‘Working people worse off since 2010’: Report leaves Tories ‘exposed,’ says Labour
The Institute for Fiscal Studies (IFS) has projected that median household income is at pre-crisis levels, and that recovery from the 2008 crisis has been significantly slower than from recessions in the eighties and nineties.
The report attributed slow growth to tax rises for high earners, swingeing welfare cuts and weak wage growth.
IFS Research Economist Andrew Hood, who authored the report, was quoted in the Institutes’ press statement as saying: “After large falls, and a historically slow recovery, average household income is now back to around its pre-crisis level.”
He added the recovery has had varying demographic impacts. “The young have done much worse than the old, those on higher incomes somewhat worse than those on lower incomes, and those with children better than those without.”
IFS Economist and co-author Robert Hood said: “The key reason living standards have recovered so slowly has been weak earnings growth.
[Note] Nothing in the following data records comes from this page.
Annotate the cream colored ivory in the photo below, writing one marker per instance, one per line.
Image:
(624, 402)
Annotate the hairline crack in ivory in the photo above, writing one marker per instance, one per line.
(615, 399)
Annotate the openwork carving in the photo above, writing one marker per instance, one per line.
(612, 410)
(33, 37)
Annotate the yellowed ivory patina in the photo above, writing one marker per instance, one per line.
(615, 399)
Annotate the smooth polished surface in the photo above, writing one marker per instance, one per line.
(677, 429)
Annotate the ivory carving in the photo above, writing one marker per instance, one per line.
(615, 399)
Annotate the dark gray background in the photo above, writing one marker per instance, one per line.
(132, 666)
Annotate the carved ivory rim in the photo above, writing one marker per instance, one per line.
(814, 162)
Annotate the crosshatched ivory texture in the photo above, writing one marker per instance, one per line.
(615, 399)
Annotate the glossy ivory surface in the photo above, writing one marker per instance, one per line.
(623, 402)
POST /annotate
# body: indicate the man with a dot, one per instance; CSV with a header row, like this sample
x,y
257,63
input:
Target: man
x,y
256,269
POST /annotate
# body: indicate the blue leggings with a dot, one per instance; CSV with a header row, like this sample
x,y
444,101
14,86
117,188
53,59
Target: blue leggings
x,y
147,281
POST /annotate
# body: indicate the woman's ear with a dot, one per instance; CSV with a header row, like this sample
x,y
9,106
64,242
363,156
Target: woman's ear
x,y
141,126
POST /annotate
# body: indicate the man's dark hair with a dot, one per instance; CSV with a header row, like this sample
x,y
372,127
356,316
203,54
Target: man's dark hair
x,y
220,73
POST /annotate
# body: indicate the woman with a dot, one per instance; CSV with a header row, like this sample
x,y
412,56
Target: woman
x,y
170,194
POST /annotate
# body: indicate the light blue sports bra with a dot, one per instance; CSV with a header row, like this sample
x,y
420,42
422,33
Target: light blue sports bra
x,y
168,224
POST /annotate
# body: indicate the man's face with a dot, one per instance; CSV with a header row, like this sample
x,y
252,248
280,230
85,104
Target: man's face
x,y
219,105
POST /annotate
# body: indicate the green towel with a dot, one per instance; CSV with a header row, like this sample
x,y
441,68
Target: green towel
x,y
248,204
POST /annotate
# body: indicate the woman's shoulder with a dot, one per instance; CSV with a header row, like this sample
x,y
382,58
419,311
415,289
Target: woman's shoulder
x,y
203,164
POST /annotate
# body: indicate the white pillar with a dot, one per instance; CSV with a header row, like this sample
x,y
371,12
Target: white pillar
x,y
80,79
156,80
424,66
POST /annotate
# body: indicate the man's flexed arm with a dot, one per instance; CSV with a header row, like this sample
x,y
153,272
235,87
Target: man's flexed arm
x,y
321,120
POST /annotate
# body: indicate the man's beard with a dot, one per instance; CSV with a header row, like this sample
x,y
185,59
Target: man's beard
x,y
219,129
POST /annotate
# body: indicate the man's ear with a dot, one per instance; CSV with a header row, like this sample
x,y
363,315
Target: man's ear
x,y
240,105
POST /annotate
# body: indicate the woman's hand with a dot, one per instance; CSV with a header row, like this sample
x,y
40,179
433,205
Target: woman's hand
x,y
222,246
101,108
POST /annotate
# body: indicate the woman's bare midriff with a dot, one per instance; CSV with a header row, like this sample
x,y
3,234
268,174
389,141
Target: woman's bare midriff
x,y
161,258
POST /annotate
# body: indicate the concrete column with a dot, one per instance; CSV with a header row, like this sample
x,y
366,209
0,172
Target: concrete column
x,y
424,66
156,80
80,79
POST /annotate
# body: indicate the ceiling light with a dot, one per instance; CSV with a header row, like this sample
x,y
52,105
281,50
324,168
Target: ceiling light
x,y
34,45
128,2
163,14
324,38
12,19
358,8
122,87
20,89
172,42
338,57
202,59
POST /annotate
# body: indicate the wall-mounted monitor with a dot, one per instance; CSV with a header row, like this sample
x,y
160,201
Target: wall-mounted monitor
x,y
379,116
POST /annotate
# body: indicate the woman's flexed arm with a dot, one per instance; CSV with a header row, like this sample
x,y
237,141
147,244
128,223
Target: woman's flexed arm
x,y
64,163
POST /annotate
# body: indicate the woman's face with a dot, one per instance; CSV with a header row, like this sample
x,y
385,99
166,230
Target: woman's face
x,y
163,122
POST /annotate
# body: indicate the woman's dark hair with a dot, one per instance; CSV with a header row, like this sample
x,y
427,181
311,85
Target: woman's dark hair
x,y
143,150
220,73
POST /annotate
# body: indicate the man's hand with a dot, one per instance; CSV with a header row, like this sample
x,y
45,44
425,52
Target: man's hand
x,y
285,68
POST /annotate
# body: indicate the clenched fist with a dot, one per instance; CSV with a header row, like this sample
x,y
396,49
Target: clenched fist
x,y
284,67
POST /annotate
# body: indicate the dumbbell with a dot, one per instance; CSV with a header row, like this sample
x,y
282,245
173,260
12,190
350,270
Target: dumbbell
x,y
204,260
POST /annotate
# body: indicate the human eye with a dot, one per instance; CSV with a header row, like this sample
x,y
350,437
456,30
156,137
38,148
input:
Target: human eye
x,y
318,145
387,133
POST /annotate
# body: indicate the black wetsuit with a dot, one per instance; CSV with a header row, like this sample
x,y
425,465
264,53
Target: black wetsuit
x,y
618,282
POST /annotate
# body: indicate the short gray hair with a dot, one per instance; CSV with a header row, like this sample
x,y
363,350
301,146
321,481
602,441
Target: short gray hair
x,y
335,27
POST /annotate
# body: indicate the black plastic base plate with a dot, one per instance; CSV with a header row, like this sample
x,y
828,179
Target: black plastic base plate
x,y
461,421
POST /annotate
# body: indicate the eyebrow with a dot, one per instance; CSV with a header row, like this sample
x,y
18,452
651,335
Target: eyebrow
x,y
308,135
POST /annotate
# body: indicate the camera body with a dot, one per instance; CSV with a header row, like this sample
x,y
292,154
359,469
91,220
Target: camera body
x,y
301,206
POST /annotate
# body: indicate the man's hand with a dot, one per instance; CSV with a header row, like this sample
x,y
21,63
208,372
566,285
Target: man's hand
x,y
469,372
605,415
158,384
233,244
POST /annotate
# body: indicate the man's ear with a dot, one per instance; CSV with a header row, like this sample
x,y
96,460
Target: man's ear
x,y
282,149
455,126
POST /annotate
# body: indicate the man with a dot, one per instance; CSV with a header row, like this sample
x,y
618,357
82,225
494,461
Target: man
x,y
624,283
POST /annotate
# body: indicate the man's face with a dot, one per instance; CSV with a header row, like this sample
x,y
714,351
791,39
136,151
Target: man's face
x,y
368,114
In the long run, policies that boost productivity, and so increase real earnings, are likely to have a bigger impact on living standards than changes in tax and benefit rates.”
The report stops short of assigning blame to a particular political party, instead arguing: “It is almost certain that incomes would have fallen significantly under any government. It would therefore be misleading to attribute all trends in living standards before May 2010 to Labour, and all trends since then to the coalition.”
With the May 7 general election approaching, both Labour and Conservative figures have been quick to interpret the findings to support their own positions at a time when opinion polls are even.
Chancellor George Osborne told Reuters: “Britain is fundamentally in a better position than it was five years ago.”
Labour Shadow Financial Secretary to the Treasury Cathie Jamieson took a contrary view.
“This report confirms that working people are worse off since 2010. This is set to be the first time since the 1920s that people are worse off at the end of a Parliament than at the start,” she said.
In a statement released on Wednesday, Shadow Chancellor Ed Balls said coalition policies had hit some of the most vulnerable in society.
“It is hard to think of any government in the history of our welfare state that has hit children and poor families so heavily and so fast,” he said.
Labour leader Ed Milliband told Sky news: “There are choices you can make and I’m afraid they made the wrong choices and that’s what’s been exposed today.”